Header image for Urban Sociology. Features the silhouettes of two people walking alongside the East River waterfront at dusk.

This week, we spotlight Professor Kim’s OpenLab course on Urban Sociology. The course offers wonderful examples of how to use the OpenLab to support multimodal learning.

First, notice how Professor Kim breaks up the information on the course site into manageable chunks. The home page features a picture that Professor Kim has taken (all the pictures on the site are taken by Professor Kim!) and a brief course description. The syllabus is broken up into five smaller pages for course objectives, course requirements, course policies, a weekly schedule and FAQs. The FAQs are a very nice touch: they explain how students will be using both the OpenLab and Blackboard for their coursework, with screenshots of how to use the latter. Note that Professor Kim also includes main menu items for Readings, Study Guides, and Assignments.  This lay-out is straightforward and keeps the content of each page brief.

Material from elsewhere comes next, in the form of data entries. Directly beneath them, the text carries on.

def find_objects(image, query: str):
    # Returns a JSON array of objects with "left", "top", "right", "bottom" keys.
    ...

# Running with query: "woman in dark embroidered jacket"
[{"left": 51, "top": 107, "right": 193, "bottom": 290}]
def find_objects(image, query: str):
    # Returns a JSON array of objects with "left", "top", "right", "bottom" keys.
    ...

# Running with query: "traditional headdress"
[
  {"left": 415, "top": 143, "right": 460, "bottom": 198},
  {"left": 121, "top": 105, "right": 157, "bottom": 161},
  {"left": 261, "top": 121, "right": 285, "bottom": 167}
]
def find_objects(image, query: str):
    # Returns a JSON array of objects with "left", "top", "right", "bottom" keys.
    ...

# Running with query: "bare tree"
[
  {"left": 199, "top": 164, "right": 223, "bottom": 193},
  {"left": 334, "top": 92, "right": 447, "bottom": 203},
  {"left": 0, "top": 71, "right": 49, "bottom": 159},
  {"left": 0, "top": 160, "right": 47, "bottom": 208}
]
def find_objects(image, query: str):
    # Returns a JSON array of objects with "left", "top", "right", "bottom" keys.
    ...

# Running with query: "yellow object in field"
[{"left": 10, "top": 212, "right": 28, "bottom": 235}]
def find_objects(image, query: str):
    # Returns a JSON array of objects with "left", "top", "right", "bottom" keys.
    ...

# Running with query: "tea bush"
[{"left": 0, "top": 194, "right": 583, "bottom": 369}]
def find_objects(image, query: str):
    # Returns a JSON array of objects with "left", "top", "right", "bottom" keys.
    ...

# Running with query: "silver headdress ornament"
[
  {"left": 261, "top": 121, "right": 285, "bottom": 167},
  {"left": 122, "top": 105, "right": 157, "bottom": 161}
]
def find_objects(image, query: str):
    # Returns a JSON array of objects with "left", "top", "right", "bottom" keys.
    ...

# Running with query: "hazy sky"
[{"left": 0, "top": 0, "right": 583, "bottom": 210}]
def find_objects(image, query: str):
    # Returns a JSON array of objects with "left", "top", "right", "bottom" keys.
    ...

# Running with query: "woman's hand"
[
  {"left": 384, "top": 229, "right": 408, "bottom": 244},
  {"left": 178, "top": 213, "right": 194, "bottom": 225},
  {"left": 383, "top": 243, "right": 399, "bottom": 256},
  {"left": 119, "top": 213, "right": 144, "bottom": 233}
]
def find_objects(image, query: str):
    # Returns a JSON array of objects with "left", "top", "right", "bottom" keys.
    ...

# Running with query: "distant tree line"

Second, Professor Kim puts place-based-learning into action on this course site. This course in Urban Sociology grounds itself in assignments focused on Downtown Brooklyn, where City Tech is located. This is an excellent way to illustrate course themes in real time, with a real and relatable place.  Course topics such as gentrification, the new economy, and the development of urban universities (sometimes called “studentification”) are all observable from the windows of City Tech buildings. But Professor Kim also invites students to examine images of downtown development posted to the OpenLab, read accounts from local papers, reflect on how they have seen the neighborhood change over the course of the past few years, and simply walk down the street for “field trips.” These are all wonderful ways of leveraging the OpenLab to foster multimodal teaching and learning.

Third, I draw attention to Professor Kim’s Writing: Dos & Don’ts page. If you are grading students on writing, it is important to give clear and comprehensive guidance for what you expect of a good paper. Different faculty have different expectations, and students have no reason to know what kind of citation style you require, whether you prefer paraphrasing or direct quotations of primary sources, or what kind of tone you expect in scholarly writing. Professor Kim has laid out expectations and linked to writing guides and videos. These are all good practices. With so much variation among classes, it is helpful to offer students technical and not just substantive support in writing their papers.

All in all, Professor Kim’s OpenLab course on Urban Sociology illustrates several best practices in place-based and online learning. Check it out for inspiration!